Sophos Cloud Optix
The website for EC-Council, a US-based issuer of security certifications, was defaced over the weekend with Edward Snowden’s passport, an email from Snowden to the council dated 2010, and a message jeering at the council and its purported habits of password reuse.
The message:
Defaced again? Yep, good job reusing your passwords morons jack67834#
owned by certified unethical software security professional
Obligatory link: http://attrition.org/errata/charlatan/ec-council/
-Eugene Belford
P.S It seems like lots of you are missing the point here, I'm sitting on thousands of passports belonging to LE (and .mil) officials
The attacker’s or attackers’ sign-off name, Eugene Belford, is that of the evil computing genius in the movie “Hackers”, also known as “The Plague”.
The council issues a host of certifications, including Certified Ethical Hacker (CEH), Computer Hacking Forensics Investigator (CHFI), and License Penetration Tester (LPT).
“Eugene Belford” apparently doesn’t think very highly of those certifications.
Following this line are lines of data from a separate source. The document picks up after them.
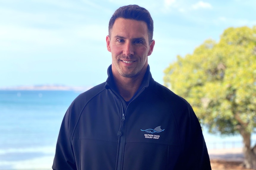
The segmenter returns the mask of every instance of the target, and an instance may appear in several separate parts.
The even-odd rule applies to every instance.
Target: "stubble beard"
[[[122,66],[122,59],[118,59],[113,62],[116,69],[118,74],[121,76],[127,77],[135,77],[140,74],[146,64],[146,60],[143,65],[136,65],[135,67],[131,66]],[[124,59],[125,60],[125,59]],[[138,61],[135,61],[138,62]],[[138,64],[138,63],[137,63]]]

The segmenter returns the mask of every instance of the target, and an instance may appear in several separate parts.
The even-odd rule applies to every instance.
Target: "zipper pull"
[[[124,121],[125,120],[125,118],[124,116],[125,116],[125,114],[124,113],[123,113],[122,115],[122,121]]]
[[[125,114],[123,113],[122,115],[122,122],[121,122],[121,126],[119,129],[119,131],[117,132],[117,136],[121,136],[122,135],[122,129],[123,128],[123,126],[124,125],[124,121],[125,120]]]

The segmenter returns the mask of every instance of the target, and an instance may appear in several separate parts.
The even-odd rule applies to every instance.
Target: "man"
[[[67,111],[53,169],[211,169],[191,107],[151,76],[153,29],[144,8],[128,5],[115,12],[106,38],[108,77]]]

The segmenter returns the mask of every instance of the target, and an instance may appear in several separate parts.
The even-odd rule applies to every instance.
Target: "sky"
[[[92,87],[111,63],[108,22],[120,7],[137,4],[154,21],[148,63],[163,84],[177,55],[192,54],[225,29],[256,25],[255,0],[0,0],[0,88]]]

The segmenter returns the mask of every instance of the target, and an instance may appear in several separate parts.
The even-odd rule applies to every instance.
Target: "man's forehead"
[[[132,36],[134,38],[145,39],[146,36],[147,38],[148,36],[147,26],[145,22],[122,18],[116,20],[111,32],[113,37]]]

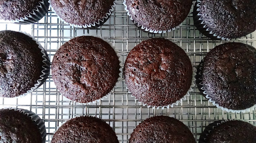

The attacker left a link to an attrition.org page that lists a number of prior vulnerabilities, a previous hack, and criticism of the organisation from the education and information security professions, including “taking shortcuts usually reserved for students, by plagiarizing content from other sources and including it in their commercial offerings.”
Fighting the urge to say this was deserved. EC council is yet another cert. mill looking at profit and not progress.
The DNS poisoning attack was initiated not on the EC-Council servers, but rather on the the ICANN Accredited DNS Registrar that held the registry of the domain. Law enforcement around the world need to take a closer look at how DNS works and understand that relying on 3rd parties to manage DNS can be a hazard. Granted that EC-Council needs to do some work to be more secure, how does that differ from the millions of other companies and websites live on the Internet? 100% Security does NOT exist and all companies and security professionals strive towards that elusive goal.
Following this attack, EC-Council will be the better off it and will improve its security posture, however, this sort of attack also raises the question, that maybe (as explained in the certifications of C|EH and C|HFI) defence in-depth should also include 3rd party partnerships? ICANN also needs to be audited so that other companies and websites can be rest assured that this sort of attack can be avoided. Therefore, lets not just point fingers and blame and say profit over progress! Security should be a collaborative effort with ALL parties and lets all strive towards this!